Die Opfer des Lautstärke-Krieges
Diese extreme und immer gleich laute Musik hört sich auf einer guten Anlage nicht nur sehr flach an, sondern hat auch zu weiteren Problemen bei der Wiedergabe über Ohrhörern von MP3-Player beigetragen: nach einem aktuellen Gutachten der EU setzen sich zweieinhalb bis zehn Millionen EU-Bürger – die so genannte Generation iPod – einem erhöhten Risiko aus, ihr Hörvermögen dauerhaft zu verlieren. Der bisher gültige Grenzwert von 100 Dezibel reicht demnach nicht aus, um Hörschäden zu vermeiden. Die EU-Kommission erwägt deshalb neue Lärmschutzvorschriften für MP3-Player.
Inzwischen haben viele Musikliebhaber genug von diesem Lautheitswahn. Nicht nur unter Metallica-Fans hat er eine Protestwelle ausgelöst. Viele Musikliebhaber kaufen vermehrt wieder die gute alte Schallplatte, denn da ist extreme Kompression aus technischen Gründen nicht möglich. Seit einigen Jahren veröffentlichen viele Bands ihre neuen Alben wieder auf Vinyl. Der Handel verzeichnet steigenden Absatz: Seit dem Tiefststand Mitte der 1990er Jahre sind die Verkaufszahlen um 75 Prozent gestiegen.
Wege aus der Krise
In Amerika versucht seit einiger Zeit die Initiative "Turn Me Up!" Musikproduzenten zum Umdenken zu bewegen und Alben wieder dynamische mastern zu lassen. Doch diese fürchten, dass ihre CDs nicht mit anderen mithalten würden und sich Kunden über die geringe Lautstärke beschweren. Daher soll ein Aufdruck der Initiative Käufer auf der CD-Hülle darauf hinweisen, dass sie die Lautstärke nur etwas aufzudrehen brauchen, um die Musik in voller Dynamik und Qualität genießen zu können.
Die heutigen und zukünftigen Vertriebswege könnten aber auch einen anderen Ausweg ermöglichen: Die Blu-ray Disk und Flash-Speicherkarten böten genügend Platz, um zwei Varianten eines Albums unter zu bringen und dem Konsumenten die Wahl zu überlassen.
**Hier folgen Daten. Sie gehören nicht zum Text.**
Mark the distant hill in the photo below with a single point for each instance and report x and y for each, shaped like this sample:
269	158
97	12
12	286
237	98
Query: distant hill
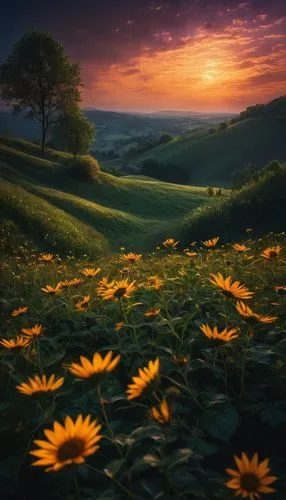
211	159
259	206
39	202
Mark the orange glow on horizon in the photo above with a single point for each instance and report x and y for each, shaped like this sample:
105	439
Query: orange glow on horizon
217	71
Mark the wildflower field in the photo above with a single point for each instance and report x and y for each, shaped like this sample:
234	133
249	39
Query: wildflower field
145	376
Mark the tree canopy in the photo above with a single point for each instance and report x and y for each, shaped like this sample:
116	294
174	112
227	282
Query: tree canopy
38	77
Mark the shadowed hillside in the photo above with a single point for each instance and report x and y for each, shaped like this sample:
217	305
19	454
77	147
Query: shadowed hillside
211	159
52	209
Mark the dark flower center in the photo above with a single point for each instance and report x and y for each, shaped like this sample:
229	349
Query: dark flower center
120	292
70	449
249	482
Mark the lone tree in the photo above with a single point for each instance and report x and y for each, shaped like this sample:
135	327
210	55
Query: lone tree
38	77
73	132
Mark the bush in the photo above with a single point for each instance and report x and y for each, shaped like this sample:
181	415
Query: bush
83	168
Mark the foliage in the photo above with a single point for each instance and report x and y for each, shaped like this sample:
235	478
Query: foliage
168	172
38	77
225	397
260	205
72	132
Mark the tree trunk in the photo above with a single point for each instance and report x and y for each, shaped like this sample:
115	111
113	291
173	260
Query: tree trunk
43	141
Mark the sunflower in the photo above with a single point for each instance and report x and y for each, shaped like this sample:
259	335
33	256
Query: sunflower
52	289
234	289
143	379
67	444
271	252
16	343
162	414
120	289
154	282
104	285
170	243
83	304
211	243
251	477
154	311
131	257
72	282
240	248
247	313
90	272
119	325
281	290
34	331
87	369
47	257
225	335
18	312
37	384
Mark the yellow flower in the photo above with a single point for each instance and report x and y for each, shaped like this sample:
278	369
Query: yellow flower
83	304
271	252
163	414
120	289
18	312
119	325
154	282
52	289
225	335
37	384
34	331
234	289
72	282
152	312
240	248
251	477
104	285
281	290
211	243
145	376
86	369
90	272
16	343
170	243
47	257
247	313
67	444
131	257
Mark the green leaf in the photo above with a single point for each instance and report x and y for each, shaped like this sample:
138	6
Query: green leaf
273	417
221	425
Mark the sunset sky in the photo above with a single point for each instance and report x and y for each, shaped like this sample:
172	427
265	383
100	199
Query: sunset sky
140	55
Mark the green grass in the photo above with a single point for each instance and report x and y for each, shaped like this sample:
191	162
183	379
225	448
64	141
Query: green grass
109	212
260	206
211	159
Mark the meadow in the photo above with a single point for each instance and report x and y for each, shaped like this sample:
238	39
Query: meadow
144	375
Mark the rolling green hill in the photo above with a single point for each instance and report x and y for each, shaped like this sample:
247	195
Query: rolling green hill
259	207
211	159
40	200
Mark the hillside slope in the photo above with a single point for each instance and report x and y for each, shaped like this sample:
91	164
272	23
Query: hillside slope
211	159
53	210
259	208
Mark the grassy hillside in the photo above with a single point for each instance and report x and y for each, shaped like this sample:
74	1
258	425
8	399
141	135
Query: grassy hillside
260	207
42	201
212	158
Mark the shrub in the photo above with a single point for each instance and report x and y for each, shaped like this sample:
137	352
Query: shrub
83	168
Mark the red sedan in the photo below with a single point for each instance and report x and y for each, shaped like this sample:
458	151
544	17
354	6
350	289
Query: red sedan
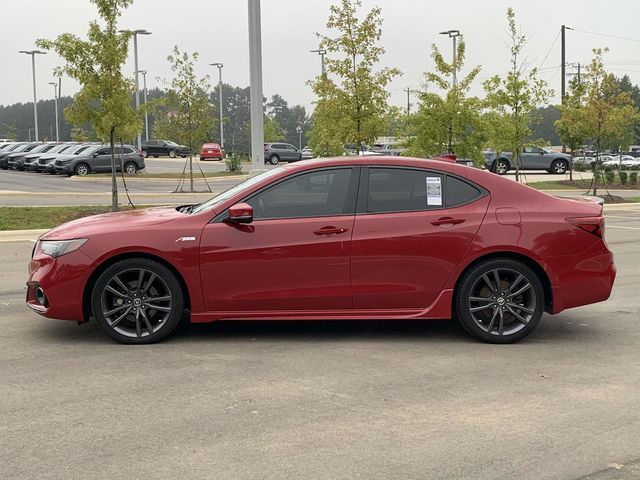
348	238
211	150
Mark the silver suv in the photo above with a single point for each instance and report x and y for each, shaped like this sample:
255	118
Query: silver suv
275	152
532	158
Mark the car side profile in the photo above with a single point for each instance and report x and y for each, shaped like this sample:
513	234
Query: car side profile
344	238
97	159
532	158
274	153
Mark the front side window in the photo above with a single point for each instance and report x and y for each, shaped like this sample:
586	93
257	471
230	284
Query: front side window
314	194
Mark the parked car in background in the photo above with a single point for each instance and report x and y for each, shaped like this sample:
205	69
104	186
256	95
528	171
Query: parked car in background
98	159
17	161
211	150
17	149
276	152
156	148
532	158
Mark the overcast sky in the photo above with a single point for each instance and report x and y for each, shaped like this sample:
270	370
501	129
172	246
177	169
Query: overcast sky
217	29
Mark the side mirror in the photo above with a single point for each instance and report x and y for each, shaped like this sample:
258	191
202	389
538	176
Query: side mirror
240	213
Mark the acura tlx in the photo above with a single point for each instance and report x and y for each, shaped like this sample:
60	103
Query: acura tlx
345	238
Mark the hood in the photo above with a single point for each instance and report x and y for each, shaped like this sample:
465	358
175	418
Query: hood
112	222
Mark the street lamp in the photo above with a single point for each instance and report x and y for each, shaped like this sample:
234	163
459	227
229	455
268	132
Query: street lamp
144	98
33	54
219	65
135	34
55	99
322	52
454	34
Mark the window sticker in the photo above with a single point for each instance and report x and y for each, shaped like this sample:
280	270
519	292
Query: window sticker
434	191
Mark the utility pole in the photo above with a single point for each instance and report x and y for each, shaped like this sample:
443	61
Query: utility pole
33	54
255	86
322	52
454	34
55	99
408	90
220	65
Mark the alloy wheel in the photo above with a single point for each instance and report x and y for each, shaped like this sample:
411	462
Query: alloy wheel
136	302
502	302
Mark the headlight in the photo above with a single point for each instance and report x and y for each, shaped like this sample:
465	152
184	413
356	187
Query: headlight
57	248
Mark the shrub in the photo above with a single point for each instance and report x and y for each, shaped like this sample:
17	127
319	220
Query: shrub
234	162
623	177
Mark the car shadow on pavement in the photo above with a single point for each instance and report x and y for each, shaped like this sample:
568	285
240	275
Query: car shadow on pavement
551	329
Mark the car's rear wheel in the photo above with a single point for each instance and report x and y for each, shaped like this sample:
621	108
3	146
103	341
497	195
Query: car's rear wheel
137	301
502	167
82	169
130	168
559	166
499	301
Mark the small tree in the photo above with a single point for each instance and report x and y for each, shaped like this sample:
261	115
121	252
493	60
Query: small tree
352	96
514	97
571	127
189	114
609	115
451	121
104	98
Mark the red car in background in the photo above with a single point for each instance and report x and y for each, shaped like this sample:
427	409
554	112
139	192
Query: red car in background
345	238
211	150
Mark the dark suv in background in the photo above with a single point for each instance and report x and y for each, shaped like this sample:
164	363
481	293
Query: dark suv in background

Auch bei Download-Shops wie dem iTunes Store oder akuma.de wäre ein zusätzlicher Button für eine umkomprimierte Version technisch kein Problem.
Doch bis in der Musikindustrie ein Umdenken einsetzt, bleibt den qualitätsbewussten Musikliebhabern immer noch der Griff zur mittlerweile 60 Jahre alten Vinyl-Schallplatte oder der Plastikgitarre von Guitar Hero. Denn die klingen immer noch so wie es sein sollte. Und die Labels können weiter über sinkende CD-Verkäufe jammern.
Dieser Beitrag wurde mir gerade per Mail zugeschickt und möchte ihn hier mit euch teilen.